Il 19 aprile scorso Tom Howarth, collaboratore della rivista mensile britannica “BBC Science Focus”, ha pubblicato un interessante articolo riguardo all’importanza futura della presenza del latte di cammella nella nostra alimentazione, soprattutto in conseguenza dei cambiamenti climatici e di tutto ciò che ne consegue a livello globale. Il titolo è fiduciosamente lapidario: “Why camel milk could soon become the world’s most essential drink”.
Nell’articolo si fa, fra l’altro, notare che questo è l’anno internazionale dei camelidi, con festeggiamenti e sfilate di cammelli, lama e alpaca, che si sono svolti per le strade di Parigi il 20 aprile, qualche giorno fa.
Secondo dati della FAO, i cammelli contribuiscono già per circa l’8% della produzione totale di latte nell’Africa sub-sahariana. La produzione potrà decuplicarsi per la fine di questo decennio, almeno stando a quanto prevede la Dr. Ahearn dell’università di Oxford.
La cammella è in grado di produrre latte a partire da alimenti poveri, molto meglio di qualsiasi altro animale da latte: l’esperienza del Kenya settentrionale, ci viene riferito, dimostra che le cammelle sono più produttive delle bovine, a parità di condizioni alimentari. Secondo la citata Dr. Ahearn, i fabbisogni di alimenti e acqua necessari per produrre un litro di latte di cammella sono di gran lunga inferiori a quelli per un litro di latte di vacca. Non solo, il latte e i derivati del latte di cammella, oltre a fornire alimenti nutrizionalmente ricchi per le popolazioni delle aree aride e semiaride, contribuiscono a migliorare i redditi dei pastori nomadi.

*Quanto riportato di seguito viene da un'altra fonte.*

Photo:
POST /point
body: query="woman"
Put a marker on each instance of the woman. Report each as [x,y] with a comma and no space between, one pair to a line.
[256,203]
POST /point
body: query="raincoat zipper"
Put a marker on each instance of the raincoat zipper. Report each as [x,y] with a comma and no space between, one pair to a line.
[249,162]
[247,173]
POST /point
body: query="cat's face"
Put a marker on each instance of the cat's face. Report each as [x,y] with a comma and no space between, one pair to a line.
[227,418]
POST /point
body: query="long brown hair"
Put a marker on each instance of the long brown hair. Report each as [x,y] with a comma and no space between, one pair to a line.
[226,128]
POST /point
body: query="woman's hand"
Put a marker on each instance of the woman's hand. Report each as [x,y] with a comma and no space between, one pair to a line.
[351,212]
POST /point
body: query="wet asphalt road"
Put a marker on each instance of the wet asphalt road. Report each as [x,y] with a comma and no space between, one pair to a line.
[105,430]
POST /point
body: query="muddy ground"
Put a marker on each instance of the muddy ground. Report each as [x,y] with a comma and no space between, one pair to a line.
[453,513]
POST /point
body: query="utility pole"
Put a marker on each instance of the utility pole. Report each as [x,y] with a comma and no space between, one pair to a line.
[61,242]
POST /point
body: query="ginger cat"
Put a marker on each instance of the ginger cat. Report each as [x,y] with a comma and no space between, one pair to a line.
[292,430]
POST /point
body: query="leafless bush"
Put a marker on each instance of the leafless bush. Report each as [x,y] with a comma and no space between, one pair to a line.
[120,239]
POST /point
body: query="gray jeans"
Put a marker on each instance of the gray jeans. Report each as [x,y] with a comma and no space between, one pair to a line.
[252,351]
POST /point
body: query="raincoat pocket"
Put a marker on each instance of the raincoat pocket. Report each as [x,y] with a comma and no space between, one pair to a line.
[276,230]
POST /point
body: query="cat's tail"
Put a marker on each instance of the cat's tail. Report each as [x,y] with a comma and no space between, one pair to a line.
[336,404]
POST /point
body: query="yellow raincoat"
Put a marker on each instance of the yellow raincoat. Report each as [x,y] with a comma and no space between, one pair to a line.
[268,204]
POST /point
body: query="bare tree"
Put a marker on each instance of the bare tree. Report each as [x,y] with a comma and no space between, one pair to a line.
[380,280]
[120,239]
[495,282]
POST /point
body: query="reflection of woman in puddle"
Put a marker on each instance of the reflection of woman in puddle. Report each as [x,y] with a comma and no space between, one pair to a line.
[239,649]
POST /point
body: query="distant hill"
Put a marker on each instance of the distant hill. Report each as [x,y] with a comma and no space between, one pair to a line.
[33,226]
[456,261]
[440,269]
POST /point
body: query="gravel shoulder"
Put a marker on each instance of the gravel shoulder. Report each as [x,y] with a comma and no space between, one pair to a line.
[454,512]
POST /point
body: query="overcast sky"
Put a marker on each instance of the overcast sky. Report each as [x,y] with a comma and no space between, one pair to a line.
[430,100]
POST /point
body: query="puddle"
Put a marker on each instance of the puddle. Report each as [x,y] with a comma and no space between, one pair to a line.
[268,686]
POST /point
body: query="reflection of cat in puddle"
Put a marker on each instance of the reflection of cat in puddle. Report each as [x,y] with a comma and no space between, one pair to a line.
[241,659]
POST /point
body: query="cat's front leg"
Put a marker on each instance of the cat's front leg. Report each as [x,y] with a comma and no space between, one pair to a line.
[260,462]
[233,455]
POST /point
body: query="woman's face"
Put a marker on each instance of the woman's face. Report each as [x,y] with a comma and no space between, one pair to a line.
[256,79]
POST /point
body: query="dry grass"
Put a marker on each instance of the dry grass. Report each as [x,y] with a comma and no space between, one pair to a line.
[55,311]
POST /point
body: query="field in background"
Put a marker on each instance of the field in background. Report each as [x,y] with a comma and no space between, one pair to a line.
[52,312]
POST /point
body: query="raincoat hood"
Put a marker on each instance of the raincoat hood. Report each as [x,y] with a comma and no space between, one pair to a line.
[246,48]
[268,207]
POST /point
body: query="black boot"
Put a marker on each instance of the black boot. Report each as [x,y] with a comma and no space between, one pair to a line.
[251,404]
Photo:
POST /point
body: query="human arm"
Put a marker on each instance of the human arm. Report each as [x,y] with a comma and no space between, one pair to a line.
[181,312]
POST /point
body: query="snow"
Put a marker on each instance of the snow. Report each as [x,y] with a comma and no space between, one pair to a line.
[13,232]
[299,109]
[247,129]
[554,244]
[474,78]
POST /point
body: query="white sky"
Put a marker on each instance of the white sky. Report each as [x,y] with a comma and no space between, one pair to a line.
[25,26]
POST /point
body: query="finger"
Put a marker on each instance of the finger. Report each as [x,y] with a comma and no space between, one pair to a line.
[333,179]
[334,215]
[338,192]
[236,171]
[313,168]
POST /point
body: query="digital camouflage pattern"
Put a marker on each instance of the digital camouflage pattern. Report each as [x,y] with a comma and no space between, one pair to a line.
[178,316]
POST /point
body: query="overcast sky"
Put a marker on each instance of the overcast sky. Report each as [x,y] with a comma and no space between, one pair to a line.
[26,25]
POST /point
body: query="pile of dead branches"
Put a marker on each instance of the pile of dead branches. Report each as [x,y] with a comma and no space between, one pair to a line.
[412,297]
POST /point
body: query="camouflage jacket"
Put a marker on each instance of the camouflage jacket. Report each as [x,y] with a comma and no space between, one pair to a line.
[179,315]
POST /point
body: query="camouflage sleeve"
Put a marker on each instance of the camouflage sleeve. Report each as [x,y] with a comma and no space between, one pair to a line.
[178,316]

Leggiamo che nel gennaio di quest’anno in Arabia Saudita è stato fatto partire un nuovo progetto denominato “Sawani” per promuovere la cammelli-coltura nel paese, come strategia di diversificazione economica, traendo vantaggio dalla estensiva millenaria esperienza e dall’enorme potenziale per espandere le capacità operative ed ampliare l’ecosistema.
Il latte di cammella viene già esportato in Europa e nel Regno Unito.

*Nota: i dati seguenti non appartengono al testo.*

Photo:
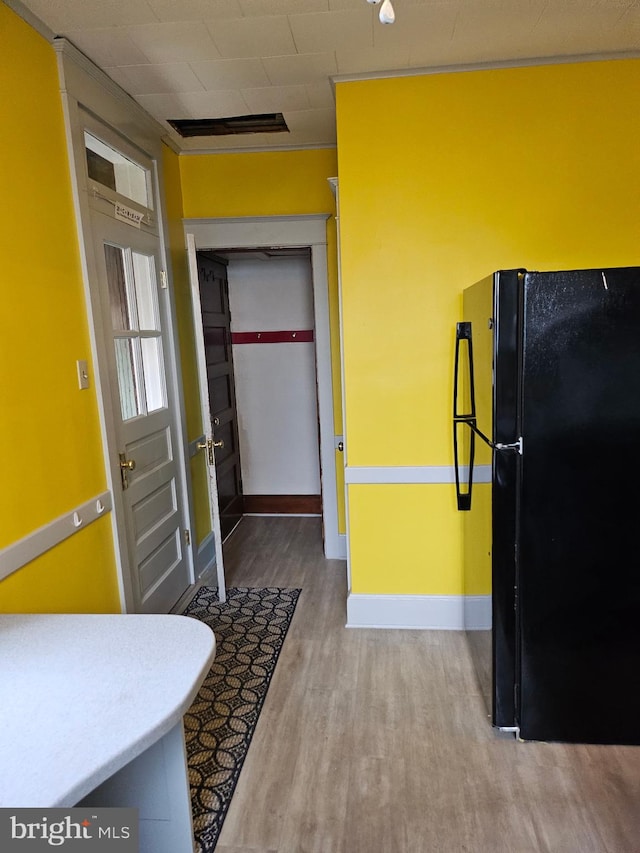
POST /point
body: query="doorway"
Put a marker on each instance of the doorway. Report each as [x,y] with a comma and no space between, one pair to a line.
[289,232]
[272,334]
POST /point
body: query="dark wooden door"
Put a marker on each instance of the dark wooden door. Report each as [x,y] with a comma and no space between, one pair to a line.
[216,325]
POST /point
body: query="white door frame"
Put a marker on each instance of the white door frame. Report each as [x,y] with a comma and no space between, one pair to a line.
[87,92]
[289,231]
[205,413]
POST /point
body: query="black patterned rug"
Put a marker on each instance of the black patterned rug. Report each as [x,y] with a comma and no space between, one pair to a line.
[250,629]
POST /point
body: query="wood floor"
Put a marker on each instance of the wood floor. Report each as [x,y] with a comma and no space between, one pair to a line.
[378,741]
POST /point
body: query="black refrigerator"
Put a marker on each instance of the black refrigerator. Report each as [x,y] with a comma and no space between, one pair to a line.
[547,400]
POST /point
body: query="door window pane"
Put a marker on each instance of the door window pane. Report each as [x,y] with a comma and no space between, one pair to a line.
[111,169]
[116,276]
[144,278]
[128,384]
[153,373]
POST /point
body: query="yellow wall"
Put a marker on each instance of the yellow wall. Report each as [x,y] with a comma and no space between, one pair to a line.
[444,179]
[286,183]
[49,430]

La produzione di 5 litri di latte al giorno viene attualmente considerata buona per una cammella. Ma le quantità prodotte per lattazione sono molto variabili, soprattutto in funzione delle condizioni ambientali: 1000 – 2000 litri in Africa e fino a più di 10.000 litri in Asia meridionale, con lattazioni che vanno dagli 8 ai 18 mesi (origine FAO).

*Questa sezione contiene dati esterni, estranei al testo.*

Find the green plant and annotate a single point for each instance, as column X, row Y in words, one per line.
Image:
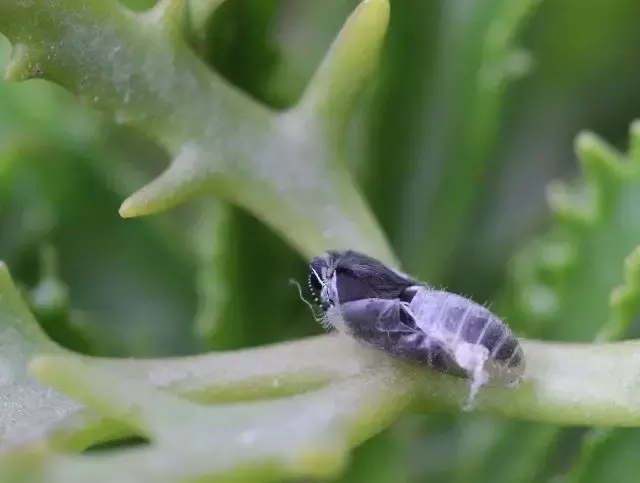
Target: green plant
column 296, row 409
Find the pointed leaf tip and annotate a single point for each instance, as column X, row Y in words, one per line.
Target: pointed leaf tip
column 352, row 57
column 184, row 178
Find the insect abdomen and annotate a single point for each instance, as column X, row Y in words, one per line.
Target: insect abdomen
column 457, row 320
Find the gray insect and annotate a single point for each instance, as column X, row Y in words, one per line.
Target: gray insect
column 390, row 311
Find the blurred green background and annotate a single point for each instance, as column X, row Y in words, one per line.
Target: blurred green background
column 454, row 144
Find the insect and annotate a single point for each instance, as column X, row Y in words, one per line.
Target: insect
column 393, row 312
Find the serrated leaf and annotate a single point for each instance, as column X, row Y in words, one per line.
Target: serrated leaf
column 29, row 409
column 595, row 220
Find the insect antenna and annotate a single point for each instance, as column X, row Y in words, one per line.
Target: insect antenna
column 319, row 318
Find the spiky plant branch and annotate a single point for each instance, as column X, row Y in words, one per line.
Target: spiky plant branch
column 286, row 169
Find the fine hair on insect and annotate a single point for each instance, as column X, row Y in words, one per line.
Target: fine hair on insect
column 388, row 310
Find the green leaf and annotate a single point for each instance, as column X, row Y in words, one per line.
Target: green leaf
column 29, row 408
column 592, row 234
column 136, row 68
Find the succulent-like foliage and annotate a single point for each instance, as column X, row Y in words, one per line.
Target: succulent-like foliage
column 552, row 291
column 291, row 409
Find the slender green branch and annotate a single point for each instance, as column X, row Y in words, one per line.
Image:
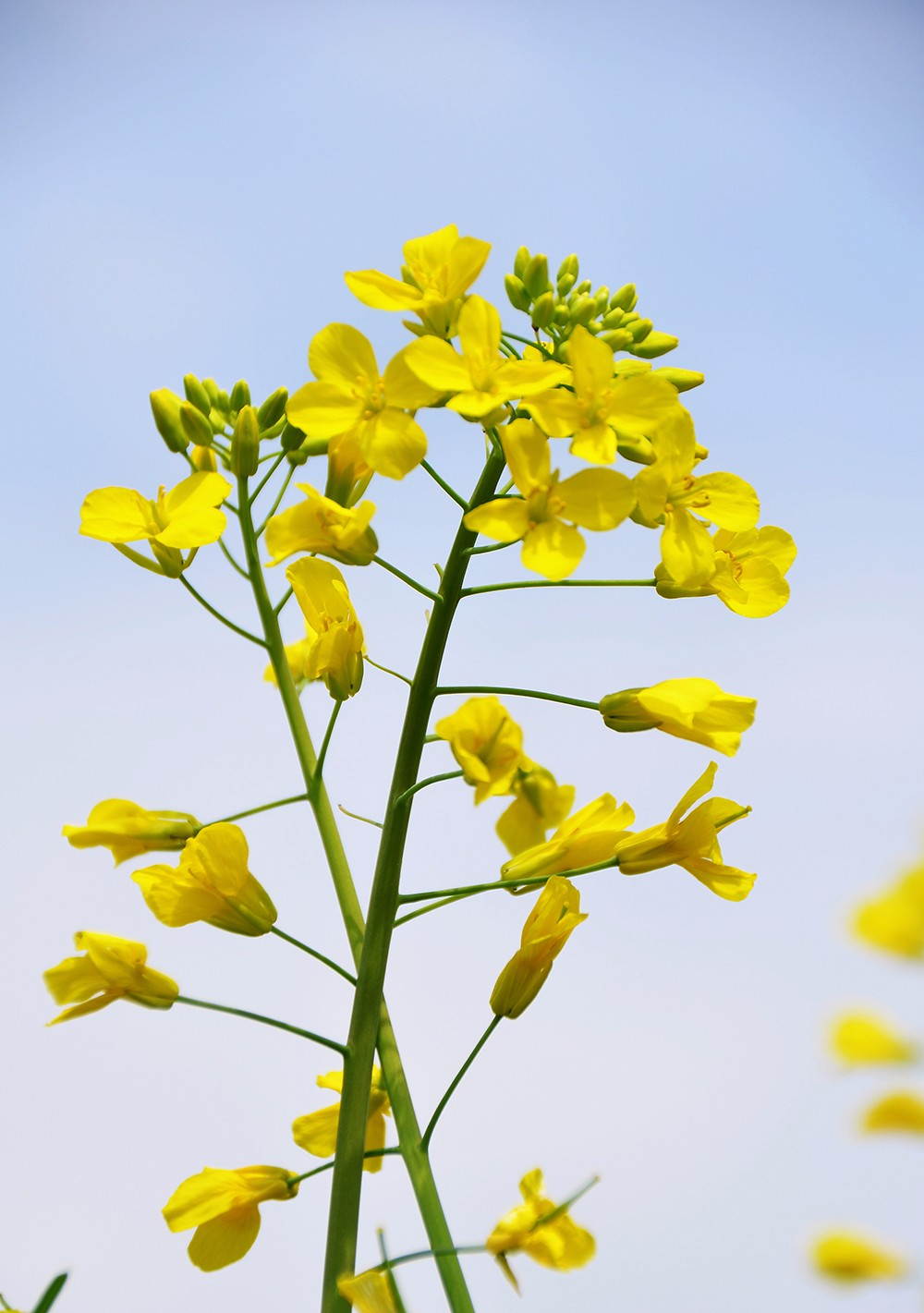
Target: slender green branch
column 264, row 1020
column 312, row 952
column 225, row 620
column 559, row 583
column 431, row 1125
column 446, row 487
column 264, row 807
column 384, row 668
column 421, row 784
column 407, row 579
column 515, row 692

È ormai appurato che il cambiamento climatico sta innalzando le temperature, tanto che alcuni habitat del pianeta stanno divenendo sempre più inospitali per i bovini, mentre i camelidi possono essere in grado di viverci e produrre.
Molteplici sono i benefici di impiegare i camelidi nelle zone aride. Ilse Köhler-Rollefson, nel suo trattato del 2014 “Camel Karma: twenty years among India’s camel nomads”, osserva che la bovini-coltura va bene in Europa finché il clima rimane temperato, ma se l’aria condizionata diviene necessaria negli allevamenti per alleviare il malessere delle vacche e non deprimerne la produzione, allora è meglio ricorrere ai cammelli che non hanno questa necessità.
Uno studio pubblicato nel 2022 sulla rivista “Nature Food” ha previsto che, con il peggiorare delle condizioni climatiche in Africa sub-sahariana e delle conseguenti carenze di alimenti e acqua, sarà necessario sostituire gli allevamenti di bovini con quelli di camelidi e capre, con la conseguente, drastica, diminuzione della produzione di gas serra.
Infine, per finire con l’aspetto salutistico, secondo Ilse Köhler-Rollefson il latte di cammella è molto più ricco in vitamina C e ferro di quello di vacca e può essere consumato tranquillamente anche da chi è intollerante al lattosio. In più, dati sperimentali suggeriscono che controlli la glicemia migliorando la sensibilità all’insulina e l’efficienza del sistema immunitario. La carne risulta delicata, ricca di ferro e povera di colesterolo.
Una cosa è certa: il futuro ci riserverà certamente molte sorprese.